Cats are adorable creatures. They have been living with humans for thousands of years.
Today the videos that feature these little felines have on average millions of views. Many people share their houses with their cats.
And it wouldn’t be surprising if I were to tell you that cats were very popular also in the Ancient World. Egyptian sculptures, wall paintings, and cat-mummies are the most colourful and interesting witnesses of this popularity.
Their spread in Europe and the Near East started from Egypt, as is evidenced by the etymology of the word ‘cat’ (cf. Nubian kadis, Berber kadiska, ‘cat’). In many modern languages the word for felis catus is almost the same: English ‘cat’, German ‘Katze’, French ‘chat’, Russian ‘kot’, Armenian ‘katu’, Arabic ‘qiṭṭ’, etc.
However, in Persian a word with a different etymology is used for ‘cat’, i.e. گربه [gorbe]. What is the etymology of this word? In today’s video-lecture we are going to examine the etymology of the word گربه [gorbe] in Persian.
Before starting the discussion, however, it would be nice to remember about the famous breed of Persian cats, that are native to Iran. In Iran itself they are more familiar with their traditional name, i.e. gorbe-ye šīrāzī or ‘Shiraz cat’. Today, Shiraz is the capital of the south-western Fars province in Iran, the historical homeland of the Persian tribes.
This traditional name (Shiraz cat) has also been adopted by the Arab-speaking population of the Middle East, and sounds ‘qiṭṭ šīrāzī’ (قط شيرازي).

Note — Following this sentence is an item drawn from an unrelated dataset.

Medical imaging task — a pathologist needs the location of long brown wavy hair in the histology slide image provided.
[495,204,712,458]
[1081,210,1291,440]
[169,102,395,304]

In Classical Persian literature we have the word gorbe mentioned multiple times. Here is a nice example from Sa’di (13th century):
گربه شیر است در گرفتن موش
لیک موش است در مصاف پلنگ
gorbe šīr ast dar gereftan-e muš
lik muš ast dar masāf-e palang
The cat is a lion when catching mouse
But it is a mouse when on the battlefield of the leopard
Now let’s talk about the etymology of the word گربه ‘gorbe‘ itself.
The current word for cat in Persian goes back to two Middle Persian forms: gwlpk [gurpak] or gwlbk [gurbak], as you can see on the following chart:
These two Middle Persian words in turn go back to the reconstructed Old Iranian form *wṛp-aka-.
The Middle Persian word gurbak and its derivatives are not common to all Iranian languages and dialects. However, a number of dialects, all of which belong to the south-western branch of the Iranian languages (like New Persian, Kumzārī, Lurī, Baškardī) have indeed preserved the word gurbak in their different dialectical variations, as you can see on the chart below:
In other Iranian languages that do not have the derivatives of Middle Persian gurbak, we have various words with the meaning of ‘cat’, like pīšī, pōšak, nāzī, nāzū, mīlī, etc. All these words are formed on the basis of the sound by which the speakers of the respective languages are used to call their pets.
Words of the same character also appear in the sister dialects of modern Persian, i.e. Dari, Tājīkī, and Caucasian Persian. In these languages the words used for cats are the following: pišak (Tājīkī), pešak (Dari), pišik/nozu (Caucasian Persian). These forms have replaced the traditional forms coming from the Middle Persian gurbak.